Ma prima di spiattellarvi il capitolo ci tengo a precisare un paio di cose.

1. LA STORIA SEMBRA BANALE, MA NON LO E'.

Non voglio fare spoiler, ma non giudicate affrettatamente i personaggi. La storia sembra molto banale, ma in realtà non lo è, sia per una questione di epoca storica, scelta non a caso, sia perchè è molto più intricato il tutto.

2. SONO STORIE PER TRE PARTI

Il libro è diviso in tre parti.
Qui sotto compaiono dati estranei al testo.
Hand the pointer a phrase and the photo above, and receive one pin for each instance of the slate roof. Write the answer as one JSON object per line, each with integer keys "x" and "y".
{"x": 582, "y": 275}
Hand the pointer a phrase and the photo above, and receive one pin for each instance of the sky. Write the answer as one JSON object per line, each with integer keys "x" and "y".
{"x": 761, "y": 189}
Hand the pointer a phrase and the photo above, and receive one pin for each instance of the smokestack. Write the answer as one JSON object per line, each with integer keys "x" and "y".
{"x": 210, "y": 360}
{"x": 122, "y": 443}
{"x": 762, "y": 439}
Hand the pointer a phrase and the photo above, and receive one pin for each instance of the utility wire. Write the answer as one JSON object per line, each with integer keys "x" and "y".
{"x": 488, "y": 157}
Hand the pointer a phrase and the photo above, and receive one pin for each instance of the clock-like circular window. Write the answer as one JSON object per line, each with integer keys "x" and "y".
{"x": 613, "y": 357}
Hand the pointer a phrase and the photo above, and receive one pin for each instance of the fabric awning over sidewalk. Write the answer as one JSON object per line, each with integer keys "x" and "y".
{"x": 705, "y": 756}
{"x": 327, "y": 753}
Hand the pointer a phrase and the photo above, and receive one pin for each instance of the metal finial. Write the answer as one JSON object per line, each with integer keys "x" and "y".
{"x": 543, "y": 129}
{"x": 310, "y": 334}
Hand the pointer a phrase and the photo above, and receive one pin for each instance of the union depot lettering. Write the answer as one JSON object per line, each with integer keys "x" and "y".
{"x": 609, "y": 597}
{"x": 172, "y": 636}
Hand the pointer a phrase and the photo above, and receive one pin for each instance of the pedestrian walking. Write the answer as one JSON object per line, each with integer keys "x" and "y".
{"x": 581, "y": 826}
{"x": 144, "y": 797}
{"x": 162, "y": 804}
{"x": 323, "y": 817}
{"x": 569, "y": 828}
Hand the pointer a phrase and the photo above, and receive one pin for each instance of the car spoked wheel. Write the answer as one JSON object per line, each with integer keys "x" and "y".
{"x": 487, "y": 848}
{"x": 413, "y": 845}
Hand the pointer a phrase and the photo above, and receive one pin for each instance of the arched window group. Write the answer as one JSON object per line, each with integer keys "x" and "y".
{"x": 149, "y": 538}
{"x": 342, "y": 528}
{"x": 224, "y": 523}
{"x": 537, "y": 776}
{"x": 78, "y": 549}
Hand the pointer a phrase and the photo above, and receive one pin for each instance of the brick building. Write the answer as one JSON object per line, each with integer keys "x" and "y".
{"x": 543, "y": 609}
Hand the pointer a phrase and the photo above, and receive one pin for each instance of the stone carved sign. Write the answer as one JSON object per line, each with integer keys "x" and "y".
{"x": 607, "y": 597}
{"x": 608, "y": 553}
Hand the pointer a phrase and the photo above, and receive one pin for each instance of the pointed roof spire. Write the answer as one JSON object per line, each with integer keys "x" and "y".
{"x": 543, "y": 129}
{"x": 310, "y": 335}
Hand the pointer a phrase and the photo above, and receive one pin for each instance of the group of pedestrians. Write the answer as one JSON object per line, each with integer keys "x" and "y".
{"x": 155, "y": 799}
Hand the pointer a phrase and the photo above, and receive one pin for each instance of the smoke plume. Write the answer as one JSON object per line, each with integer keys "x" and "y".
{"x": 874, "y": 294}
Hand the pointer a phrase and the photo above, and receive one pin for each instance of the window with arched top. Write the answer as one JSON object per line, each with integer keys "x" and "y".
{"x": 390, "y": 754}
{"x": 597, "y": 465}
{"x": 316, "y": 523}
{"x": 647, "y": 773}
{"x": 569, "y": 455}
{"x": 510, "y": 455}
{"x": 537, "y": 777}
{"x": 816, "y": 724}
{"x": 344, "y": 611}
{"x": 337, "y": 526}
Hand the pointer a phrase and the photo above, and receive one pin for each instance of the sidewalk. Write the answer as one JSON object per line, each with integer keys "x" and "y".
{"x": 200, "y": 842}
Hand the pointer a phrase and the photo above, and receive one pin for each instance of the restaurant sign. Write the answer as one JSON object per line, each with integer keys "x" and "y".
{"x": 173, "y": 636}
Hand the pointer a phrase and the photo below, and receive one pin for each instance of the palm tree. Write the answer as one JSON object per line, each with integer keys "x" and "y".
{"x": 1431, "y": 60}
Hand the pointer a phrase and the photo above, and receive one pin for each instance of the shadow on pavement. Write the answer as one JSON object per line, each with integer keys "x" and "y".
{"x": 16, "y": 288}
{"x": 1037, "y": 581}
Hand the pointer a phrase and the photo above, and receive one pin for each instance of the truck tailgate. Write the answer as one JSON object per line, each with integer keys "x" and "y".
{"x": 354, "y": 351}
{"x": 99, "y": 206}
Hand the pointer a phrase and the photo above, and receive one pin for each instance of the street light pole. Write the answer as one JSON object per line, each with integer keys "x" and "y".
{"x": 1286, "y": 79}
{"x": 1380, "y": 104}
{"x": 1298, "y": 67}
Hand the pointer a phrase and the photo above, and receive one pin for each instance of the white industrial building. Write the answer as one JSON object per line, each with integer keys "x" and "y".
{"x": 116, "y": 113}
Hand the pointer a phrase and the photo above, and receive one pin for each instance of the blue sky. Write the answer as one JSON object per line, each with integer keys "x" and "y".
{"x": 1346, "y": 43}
Quella di Garrincha è la parte I. Le storie sono collegate.

3. E' AUTOBIOGRAFICA?

Ni. Solo alcune parti del capitolo uno. Il resto è fantasia.

Detto questo eccovi il secondo capitolo.

CAP II - QUESTIONE DI MINUTI

Furono due ore piuttosto lunghe, quelle che separavano Garrincha dalla fine della giornata scolastica. Furono ancora più lunghe, considerato il peso dell’attesa che Garrincha si portava addosso.
Finite le lezioni il ragazzo ripose frettolosamente le sue cose nello zainetto, non prima di aver accuratamente cancellato il biglietto dell’autobus usato poche ore prima. In quelle stesse ore, il suo cellulare Bosh, del peso di 580 grammi, ancora non dava segni di alcun messaggio.

«Dimmi te se dopo che ho fatto tutto quel casino questa ancora non mi scrive qualcosa».

Per voi che non lo sapete, il bosh era uno dei primi cellulari che circolavano in quel periodo.
Grande più di un telecomando, con lo schermo che permetteva la visualizzazione del solo operatore e del credito residuo, perennemente a poche lire o euro, essendo il periodo del passaggio alla moneta unica, obbligava il portatore a dotarsi di pantaloni muniti di tasconi laterali o, nella maggior parte dei casi, di portarlo a mano o nello zaino.
Garrincha lo aveva ereditato dal padre, il quale avrebbe voluto buttarlo una volta comprato un motorola startac. Ma gettare via un simile oggetto sarebbe stato peccato mortale, non tanto per la sua funzione di cellulare, quanto per la sua capacità di intercettare chiamate.
Non tutti lo sanno, o non lo sapevano, ma bastava inserire una striscia di alluminio nei contatti della batteria, ed il bosh riusciva, tramite un codice apposito da digitare al posto del pin, ad intercettare tutte le chiamate del circondario.
E Garrincha amava passare i pomeriggi ad ascoltare le chiamate che circolavano dalle sue parti. Quasi tutte di amanti che si chiamavano all’insaputa dei rispettivi partner.
D’altronde il nostro eroe era perennemente squattrinato, ed il suo budget gli permetteva di inviare al massimo tre sms al giorno, per cui doveva dare un senso ai 580 grammi che si portava dietro.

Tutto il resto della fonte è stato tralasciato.